Onunla dövüşemeyecek kadar yorgun olan Camila başını salladı, "uykulu anne" kabul etti ve vücudunun tekrar gevşemesine izin vermeden önce kalçalarının kaldırılmasına ve altına bir bez yerleştirilmesine izin verdi.

"O kız çocuğu görüyorum." Lauren bebek bezinin önünü yukarı kaldırıp her iki tırnağı da ona sabitleyerek kustu. Bodysuit'i kapmadan ve Camila'yı hafifçe oturma pozisyonuna getirip havlusunu çekmeden önce sağlam olup olmadığını kontrol etti.

"Ne kadar iyi bir kız" diye övdü, Camila onunla kavga etmediği için mutlu. Kasık çıtçıtlarını iliklemek için hızlı bir çalışma yaptıktan sonra, kollarındaki küçük şeyle kendini yatağının tepesine oturdu.
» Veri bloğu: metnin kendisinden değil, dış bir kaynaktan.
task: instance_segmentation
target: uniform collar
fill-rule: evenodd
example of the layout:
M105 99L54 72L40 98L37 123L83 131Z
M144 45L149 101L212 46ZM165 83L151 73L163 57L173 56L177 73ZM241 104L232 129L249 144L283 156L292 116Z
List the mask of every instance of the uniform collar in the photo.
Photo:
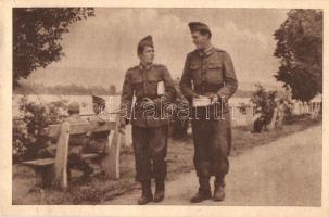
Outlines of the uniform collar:
M211 44L207 49L203 50L203 51L199 51L200 52L200 56L202 55L206 55L208 56L210 54L212 54L214 51L214 47Z
M140 71L144 71L144 69L149 71L150 68L153 67L153 63L148 65L148 66L143 65L142 63L139 63L138 67L139 67Z

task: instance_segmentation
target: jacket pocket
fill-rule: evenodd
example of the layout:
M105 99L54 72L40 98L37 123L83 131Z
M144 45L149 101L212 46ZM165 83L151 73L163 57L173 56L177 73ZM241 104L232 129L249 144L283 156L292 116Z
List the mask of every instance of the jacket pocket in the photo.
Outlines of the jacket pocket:
M210 63L207 66L206 80L210 84L223 82L223 67L220 63Z
M191 64L190 65L190 72L193 78L193 84L194 85L200 85L201 84L201 67L199 64Z

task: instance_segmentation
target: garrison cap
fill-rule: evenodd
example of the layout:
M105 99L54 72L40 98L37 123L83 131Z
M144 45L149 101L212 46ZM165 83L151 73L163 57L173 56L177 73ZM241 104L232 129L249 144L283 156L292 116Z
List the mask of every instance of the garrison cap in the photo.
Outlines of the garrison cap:
M105 105L105 100L103 98L92 95L92 103L97 103L99 105Z
M154 48L152 36L149 35L149 36L142 38L138 43L138 48L142 48L145 46Z
M80 105L78 102L72 102L68 105L68 112L80 112Z
M194 33L194 31L207 31L211 34L211 29L210 27L201 22L190 22L189 23L189 27L190 27L190 31Z

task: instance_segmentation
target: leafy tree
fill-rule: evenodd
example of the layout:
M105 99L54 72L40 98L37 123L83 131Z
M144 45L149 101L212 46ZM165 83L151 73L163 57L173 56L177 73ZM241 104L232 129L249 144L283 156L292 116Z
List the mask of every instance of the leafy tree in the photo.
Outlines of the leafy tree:
M94 16L92 8L16 8L13 10L13 87L39 67L64 55L60 43L69 24Z
M275 77L293 99L309 101L322 92L322 11L291 10L274 34L280 59Z

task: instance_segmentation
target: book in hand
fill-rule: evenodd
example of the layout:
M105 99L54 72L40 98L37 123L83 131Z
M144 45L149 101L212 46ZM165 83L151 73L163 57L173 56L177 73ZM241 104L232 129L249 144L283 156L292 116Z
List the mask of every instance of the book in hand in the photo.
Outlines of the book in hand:
M200 95L199 98L193 98L193 107L205 107L211 105L212 99L208 97Z

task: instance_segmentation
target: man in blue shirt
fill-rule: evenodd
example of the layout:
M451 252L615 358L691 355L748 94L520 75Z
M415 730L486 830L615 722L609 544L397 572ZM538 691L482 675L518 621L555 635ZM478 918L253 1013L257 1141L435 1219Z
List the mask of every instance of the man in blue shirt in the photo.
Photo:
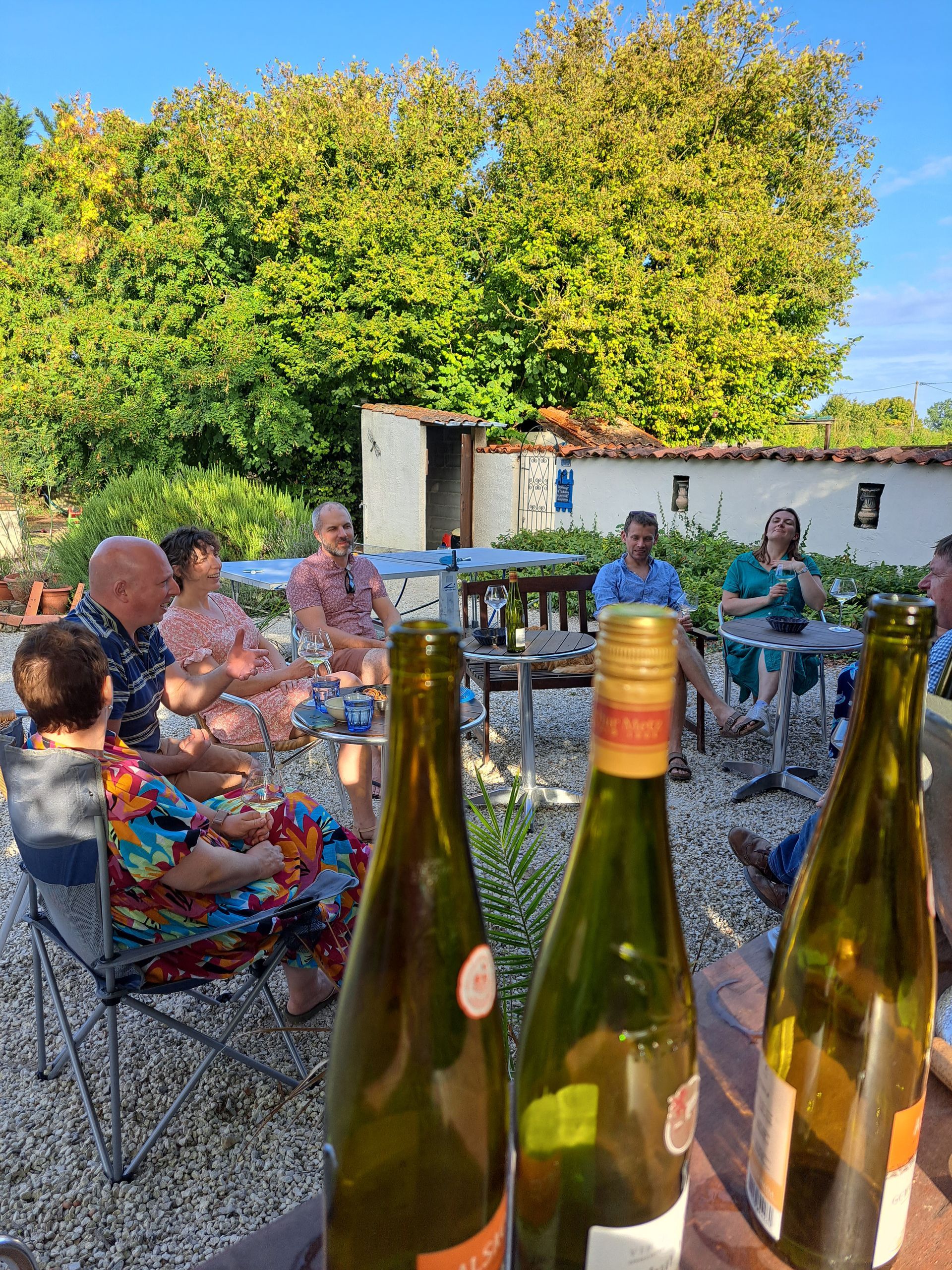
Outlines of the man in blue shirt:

Gömleğini kaldırmadan ve Camila'nın kilitlenmesine izin vermeden önce rahatlamak için hafifçe kaydı.

********************

"Anne?"

Lauren dizüstü bilgisayarından başını kaldırıp kısaca "aşk nedir?" Yanındaki küçük not defterine bir şeyler yazarak sordu.

Bugün bir çift tulum ve uzun kollu bir gömlek giymiş olan Camila gergin bir şekilde ayağa kalktı, "Dinah bugün buraya gelebilir mi? Sıkıldım anne ve günlerdir içeride sıkışıp kaldık" kadının sözlerine kaşlarını çattığını görünce şikayet etti.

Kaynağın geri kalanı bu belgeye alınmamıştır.